I doubt a week has gone by since last summer during which I haven't seen some pundit or other trot out Walter Bagehot's dictum that in the event of a credit crunch, the central bank should lend freely at a penalty rate. More often than not, this is contrasted with the actions of the Federal Reserve, which seems to be lending freely at very low interest rates.
Ben Bernanke, in a speech today, addressed this criticism directly:
What are the terms at which the central bank should lend freely? Bagehot argues that "these loans should only be made at a very high rate of interest". Some modern commentators have rationalized Bagehot's dictum to lend at a high or "penalty" rate as a way to mitigate moral hazard--that is, to help maintain incentives for private-sector banks to provide for adequate liquidity in advance of any crisis. I will return to the issue of moral hazard later. But it is worth pointing out briefly that, in fact, the risk of moral hazard did not appear to be Bagehot's principal motivation for recommending a high rate; rather, he saw it as a tool to dissuade unnecessary borrowing and thus to help protect the Bank of England's own finite store of liquid assets. Today, potential limitations on the central bank's lending capacity are not nearly so pressing an issue as in Bagehot's time, when the central bank's ability to provide liquidity was far more tenuous.
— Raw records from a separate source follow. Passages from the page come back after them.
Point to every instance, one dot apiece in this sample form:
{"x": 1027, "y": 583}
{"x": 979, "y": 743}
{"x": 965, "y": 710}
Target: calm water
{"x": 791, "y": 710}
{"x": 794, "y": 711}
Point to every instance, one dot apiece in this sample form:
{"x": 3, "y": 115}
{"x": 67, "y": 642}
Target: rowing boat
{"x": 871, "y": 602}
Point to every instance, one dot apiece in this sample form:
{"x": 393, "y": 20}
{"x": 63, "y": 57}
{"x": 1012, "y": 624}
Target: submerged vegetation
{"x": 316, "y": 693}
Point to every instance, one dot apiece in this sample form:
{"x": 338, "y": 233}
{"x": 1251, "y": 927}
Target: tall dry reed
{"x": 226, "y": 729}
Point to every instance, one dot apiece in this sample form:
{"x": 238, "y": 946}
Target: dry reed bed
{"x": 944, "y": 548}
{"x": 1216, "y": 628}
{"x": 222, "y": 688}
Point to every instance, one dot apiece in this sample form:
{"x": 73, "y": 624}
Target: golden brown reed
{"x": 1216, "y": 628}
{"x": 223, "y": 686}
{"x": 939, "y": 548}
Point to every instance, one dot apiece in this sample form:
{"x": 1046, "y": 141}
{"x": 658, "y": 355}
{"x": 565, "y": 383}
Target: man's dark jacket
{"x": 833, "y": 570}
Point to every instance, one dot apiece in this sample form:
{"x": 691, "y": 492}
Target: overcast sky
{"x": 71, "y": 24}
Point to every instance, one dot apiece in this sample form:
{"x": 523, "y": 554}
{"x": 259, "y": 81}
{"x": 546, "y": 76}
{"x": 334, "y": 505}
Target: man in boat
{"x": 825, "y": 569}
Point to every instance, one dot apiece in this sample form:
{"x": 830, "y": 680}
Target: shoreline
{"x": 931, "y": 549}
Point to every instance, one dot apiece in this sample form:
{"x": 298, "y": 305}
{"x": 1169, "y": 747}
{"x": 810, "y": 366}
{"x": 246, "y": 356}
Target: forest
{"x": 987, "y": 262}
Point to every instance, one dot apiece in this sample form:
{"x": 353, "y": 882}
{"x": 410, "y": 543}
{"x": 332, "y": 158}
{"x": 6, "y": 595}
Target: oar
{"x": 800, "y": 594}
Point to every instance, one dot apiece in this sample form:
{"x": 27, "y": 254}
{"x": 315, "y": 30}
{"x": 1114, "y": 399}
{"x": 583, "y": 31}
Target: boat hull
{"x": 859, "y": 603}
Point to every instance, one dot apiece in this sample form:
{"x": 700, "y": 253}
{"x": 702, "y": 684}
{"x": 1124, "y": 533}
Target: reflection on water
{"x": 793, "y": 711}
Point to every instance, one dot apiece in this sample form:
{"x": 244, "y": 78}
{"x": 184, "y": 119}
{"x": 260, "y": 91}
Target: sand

I'm no expert on Walter Bagehot, and in fact I admit I've never read Lombard Street. But I'll trust in Bernanke as an economic historian on this one, unless and until someone else makes a persuasive case that Bagehot's penalty rate really was designed to punish the feckless rather than just to preserve the Bank of England's limited liquidity."
2 comments:
Found your blog and I love it.
My view on interest rate question is this: What gets losts in the euphoria over low interest rates is that interest rates also serve as a counterweight to excessive speculation. Reasonable returns on bonds (government or private) give conservative investors (like pension funds or retirees) a place to get a small but almost certain return. When the Fed kept interest rates too low for too long, the market came up with "ersatz" bonds to fulfill this need for bonds that pay interest at or above inflation. Only problem was, as the whole market was distorted (assets used to back the bonds were WAY overpriced - because the FED funds rate was set WAY too low) the whole scheme was uneconomic.
Fresno Dan, I see your point. The same thing happened in Japan.
http://don-thelibertariandemocrat.blogspot.com/2008/10/irony-is-that-japanese-regulators-were.html
See my answer there. That is still no excuse for the way the investments were collateralized or explained. In other words, I see the need for higher yielding investments, just not the way the investments were constructed.